The catch, you need a piping bag and a 5 mm nozzle, which I realize a lot of people out there don’t have. I suppose, you could just drop small spoonfuls of the mix and let them spread out in haphazard circles, in fact it might look nice.
Pipping takes practice, lots of it. I don’t have enough myself and whenever I have to pipe something I think of my friend Paulina who used to be the pastry chef at Melrose and Morgan and is now pastry at Ottolenghi in Islington. She would show me how to keep the nozzle flush with the surface and pipe out shapes or lines in swift, steady and decisive movements. Then it would be my turn and my shapes would come looking like a 4 year old’s handwriting, fat, wobbly and terribly askew. She and the whole kitchen would giggle at my attempts before ushering me out of the kitchen and back to my desk.

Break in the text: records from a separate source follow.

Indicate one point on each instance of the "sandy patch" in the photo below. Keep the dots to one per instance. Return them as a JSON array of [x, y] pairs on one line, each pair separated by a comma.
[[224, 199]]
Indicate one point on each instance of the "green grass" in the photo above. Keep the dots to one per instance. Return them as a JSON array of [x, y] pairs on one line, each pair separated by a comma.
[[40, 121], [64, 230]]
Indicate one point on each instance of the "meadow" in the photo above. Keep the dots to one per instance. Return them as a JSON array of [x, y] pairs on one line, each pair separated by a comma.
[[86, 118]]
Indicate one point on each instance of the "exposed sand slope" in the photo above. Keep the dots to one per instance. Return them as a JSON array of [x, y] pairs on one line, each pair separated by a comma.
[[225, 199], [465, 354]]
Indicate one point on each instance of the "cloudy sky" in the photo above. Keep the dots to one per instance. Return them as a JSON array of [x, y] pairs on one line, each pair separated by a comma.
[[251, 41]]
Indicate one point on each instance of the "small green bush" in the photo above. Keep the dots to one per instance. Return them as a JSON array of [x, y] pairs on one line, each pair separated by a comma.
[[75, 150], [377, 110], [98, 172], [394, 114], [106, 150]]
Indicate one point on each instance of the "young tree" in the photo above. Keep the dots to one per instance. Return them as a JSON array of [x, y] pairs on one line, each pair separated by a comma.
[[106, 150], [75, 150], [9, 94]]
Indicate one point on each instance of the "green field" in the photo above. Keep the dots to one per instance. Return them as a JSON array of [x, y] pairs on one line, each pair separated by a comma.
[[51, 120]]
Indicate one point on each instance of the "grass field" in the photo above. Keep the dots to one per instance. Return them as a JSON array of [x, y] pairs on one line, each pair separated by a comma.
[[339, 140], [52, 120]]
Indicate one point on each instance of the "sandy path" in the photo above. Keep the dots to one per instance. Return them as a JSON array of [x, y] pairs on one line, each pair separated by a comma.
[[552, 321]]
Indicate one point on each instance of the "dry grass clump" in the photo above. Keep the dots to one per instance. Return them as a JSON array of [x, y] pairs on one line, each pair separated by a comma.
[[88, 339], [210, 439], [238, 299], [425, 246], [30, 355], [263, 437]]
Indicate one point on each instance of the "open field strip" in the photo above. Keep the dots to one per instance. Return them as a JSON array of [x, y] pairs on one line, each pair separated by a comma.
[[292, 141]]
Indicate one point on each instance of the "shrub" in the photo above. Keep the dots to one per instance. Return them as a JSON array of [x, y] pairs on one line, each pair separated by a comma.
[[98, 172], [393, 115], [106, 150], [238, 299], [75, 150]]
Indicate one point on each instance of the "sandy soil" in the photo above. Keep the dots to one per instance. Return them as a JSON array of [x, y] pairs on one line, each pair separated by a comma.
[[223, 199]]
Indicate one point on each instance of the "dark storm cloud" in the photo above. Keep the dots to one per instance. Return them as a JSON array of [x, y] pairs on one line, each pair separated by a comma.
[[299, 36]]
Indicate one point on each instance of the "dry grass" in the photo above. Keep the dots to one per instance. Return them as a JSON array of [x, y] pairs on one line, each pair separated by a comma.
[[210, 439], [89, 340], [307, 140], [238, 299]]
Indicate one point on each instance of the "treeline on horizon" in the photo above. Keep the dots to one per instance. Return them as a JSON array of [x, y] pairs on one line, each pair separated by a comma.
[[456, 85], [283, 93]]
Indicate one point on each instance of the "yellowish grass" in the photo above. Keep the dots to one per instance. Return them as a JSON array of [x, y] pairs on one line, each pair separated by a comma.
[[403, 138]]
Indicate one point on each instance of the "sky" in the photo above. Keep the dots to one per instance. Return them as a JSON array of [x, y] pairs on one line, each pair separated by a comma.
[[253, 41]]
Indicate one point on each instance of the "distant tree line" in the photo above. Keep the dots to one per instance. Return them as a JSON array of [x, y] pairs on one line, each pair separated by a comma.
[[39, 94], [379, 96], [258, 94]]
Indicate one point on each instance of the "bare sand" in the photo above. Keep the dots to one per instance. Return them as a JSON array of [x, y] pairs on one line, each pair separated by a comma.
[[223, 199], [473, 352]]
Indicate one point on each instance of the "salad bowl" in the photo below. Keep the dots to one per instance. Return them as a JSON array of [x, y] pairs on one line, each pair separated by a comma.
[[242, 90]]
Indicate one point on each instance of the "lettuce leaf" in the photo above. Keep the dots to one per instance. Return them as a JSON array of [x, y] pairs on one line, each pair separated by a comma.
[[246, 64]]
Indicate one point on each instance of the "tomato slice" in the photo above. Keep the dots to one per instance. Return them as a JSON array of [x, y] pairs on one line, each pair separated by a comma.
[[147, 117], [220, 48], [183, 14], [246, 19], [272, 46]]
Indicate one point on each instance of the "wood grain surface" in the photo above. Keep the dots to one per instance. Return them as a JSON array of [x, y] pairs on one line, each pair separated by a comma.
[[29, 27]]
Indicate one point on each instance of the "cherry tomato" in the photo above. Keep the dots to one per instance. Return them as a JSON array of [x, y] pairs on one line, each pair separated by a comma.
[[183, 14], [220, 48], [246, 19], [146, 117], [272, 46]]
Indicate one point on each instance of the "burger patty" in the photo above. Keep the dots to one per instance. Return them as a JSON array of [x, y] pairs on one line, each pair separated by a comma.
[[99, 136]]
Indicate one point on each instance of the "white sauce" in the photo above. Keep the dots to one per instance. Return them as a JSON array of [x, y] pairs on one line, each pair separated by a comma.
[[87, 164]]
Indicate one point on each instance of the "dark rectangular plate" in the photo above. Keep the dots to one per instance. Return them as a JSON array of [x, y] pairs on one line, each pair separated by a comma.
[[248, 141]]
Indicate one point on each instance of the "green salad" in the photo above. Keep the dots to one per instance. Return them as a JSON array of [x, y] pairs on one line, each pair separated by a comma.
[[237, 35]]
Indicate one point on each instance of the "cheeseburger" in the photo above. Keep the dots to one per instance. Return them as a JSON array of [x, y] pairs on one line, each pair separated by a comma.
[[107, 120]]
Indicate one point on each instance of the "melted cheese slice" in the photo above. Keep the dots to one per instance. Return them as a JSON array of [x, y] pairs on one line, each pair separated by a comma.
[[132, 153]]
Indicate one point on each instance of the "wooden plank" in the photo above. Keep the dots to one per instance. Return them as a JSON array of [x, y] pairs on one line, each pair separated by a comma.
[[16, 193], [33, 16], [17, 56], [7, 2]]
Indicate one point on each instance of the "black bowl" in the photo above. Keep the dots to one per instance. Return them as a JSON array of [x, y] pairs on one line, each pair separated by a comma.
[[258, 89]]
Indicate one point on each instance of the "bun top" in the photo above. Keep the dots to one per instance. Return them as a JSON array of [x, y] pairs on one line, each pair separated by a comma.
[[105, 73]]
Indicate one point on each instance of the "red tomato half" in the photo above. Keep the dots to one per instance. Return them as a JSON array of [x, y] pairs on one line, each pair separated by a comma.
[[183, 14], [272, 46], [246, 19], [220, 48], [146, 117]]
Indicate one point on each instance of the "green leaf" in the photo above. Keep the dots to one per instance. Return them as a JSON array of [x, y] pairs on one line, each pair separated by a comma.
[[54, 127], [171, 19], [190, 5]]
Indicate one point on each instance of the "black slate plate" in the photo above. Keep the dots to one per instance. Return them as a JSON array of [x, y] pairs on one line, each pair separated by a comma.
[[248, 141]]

There are no bells and whistles on these biscuits, just straight forward vanilla. You can use them to scoop out softened ice cream, or server along a baked custard, indulge with a cup of tea or give them to your children when they want a snack (the long shape seems perfect for their little hands). They last for a good two weeks in an air tight container. I took some along to Jordan for Layla and everyone kept reaching into her backpack and snacking on them.
There are so many Langues de chat recipes out there, all various ratios of sugar, butter, flour and egg white. My preferred recipe is adapted from Claire Clark’s book Indulge: 100 Perfect Desserts and uses icing sugar instead of caster sugar.
Langues de Chat adapted from Claire Clark
65g butter at room temperature
65g icing sugar
1 small egg white, at room temperature
90g of flour
pinch of salt
1. Pre-heat the oven to 170°C
2. With a wooden spoon, cream the butter, salt and sugar together until light and fluffy.
3. Beat in the egg white and the vanilla essence.
4. Fold in the flour until it is just mixed, don’t overwork it because it will make for tough biscuits.
5. Put the mix into a pipping bag fitted with a 5mm nozzle.
6. Pipe 5 cm lines onto a non stick baking tray leaving space in between the biscuits because they will spread. Keep the nozzle flat on the tray rather than hovering over it to ensure straight lines.
7. Bake for 5-6 minutes. Check after 4 and then watch until they are done. You want them to be slightly golden on the outside but still pale in the centre.
8. Allow to cool on a cookie rack before storing in an airtight container.
For variations, omit the vanilla essence and try lemon or orange zest instead.